37 points gavinuhma | 12 comments | | HN request time: 1.231s | source | bottom

Hey everyone, I've wanted an easy way to control which mcp server tools are available to clients. So for example, I might want a gmail server to only expose the read tool (but not send, delete etc).

I figured if I create a cli for spawning mcp servers, I could intercept the stdin, stdout, stderr etc and modify what the clients see when they are making calls to list tools, resources, and prompts.

Well it worked!

In the initial version you can easily add a server to claude with a safe list of tools:

npx -y mcpgod add @modelcontextprotocol/server-everything --client claude --tools=echo,add

Now when you load Claude Desktop, it will only discover the echo and add tools from that server. It's a nice way to keep the agents in line :)

You can check it out here: https://github.com/mcpgod/cli

It will also log everything that a client is doing to ~/mcpgod/logs.

Currently it only has support for claude, but it will be easy to add cursor, cline, windsurf, etc.

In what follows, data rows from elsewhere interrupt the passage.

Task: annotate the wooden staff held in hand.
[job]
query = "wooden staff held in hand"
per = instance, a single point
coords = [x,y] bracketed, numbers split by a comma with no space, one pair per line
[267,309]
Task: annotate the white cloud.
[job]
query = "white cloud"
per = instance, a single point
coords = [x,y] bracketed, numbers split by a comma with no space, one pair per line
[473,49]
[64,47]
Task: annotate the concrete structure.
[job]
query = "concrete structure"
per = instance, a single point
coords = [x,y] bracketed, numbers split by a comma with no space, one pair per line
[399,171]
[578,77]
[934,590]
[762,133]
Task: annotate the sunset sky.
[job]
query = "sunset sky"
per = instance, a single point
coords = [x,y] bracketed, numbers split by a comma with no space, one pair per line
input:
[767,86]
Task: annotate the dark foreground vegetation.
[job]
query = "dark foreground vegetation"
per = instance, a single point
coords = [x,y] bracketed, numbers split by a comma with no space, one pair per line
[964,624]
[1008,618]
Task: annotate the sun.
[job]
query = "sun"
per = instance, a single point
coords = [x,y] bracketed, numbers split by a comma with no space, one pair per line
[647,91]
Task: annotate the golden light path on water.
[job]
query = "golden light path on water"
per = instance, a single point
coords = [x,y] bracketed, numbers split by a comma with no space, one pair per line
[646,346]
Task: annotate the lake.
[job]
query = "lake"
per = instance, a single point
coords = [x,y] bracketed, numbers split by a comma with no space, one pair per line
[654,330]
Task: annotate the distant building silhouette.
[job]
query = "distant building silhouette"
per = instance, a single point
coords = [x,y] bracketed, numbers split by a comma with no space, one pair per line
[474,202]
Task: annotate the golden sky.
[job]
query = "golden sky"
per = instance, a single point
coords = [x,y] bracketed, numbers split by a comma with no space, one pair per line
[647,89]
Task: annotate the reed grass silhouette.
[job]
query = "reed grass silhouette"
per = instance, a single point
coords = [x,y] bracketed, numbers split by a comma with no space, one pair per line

With the `tools` command you can list all of a servers tools, and even call a tool directly from the command line, which is pretty fun.

I was thinking it would be nice to create a UI for it to easily enable/disable servers and tools for each client, inspect logs, view analytics, etc.

Thanks for reading!

1. nbbaier ◴[] No.43334200[source]
This is nice! I was thinking of writing something like this myself. One thing I ran into though is that Claude Desktop can't connect to the server-everything with the command you listed. This is in the server logs:

  2025-03-11T16:29:00.168Z [@modelcontextprotocol/server-everything] [info] Client transport closed
   ›   Error: Nonexistent flag: --tools echo,add
   ›   See more help with --help

  USAGE
    $ god run [-t <value>]

  FLAGS
    -t, --tools=<value>  Comma separated list of approved tools
Also, there's no logs for ~/mcpgod for me (that folder doesn't even exist)
replies(1): >>43337770 #
2. gavinuhma ◴[] No.43337770[source]
Thanks!!

Hrm, re that error: What does “god --version” say?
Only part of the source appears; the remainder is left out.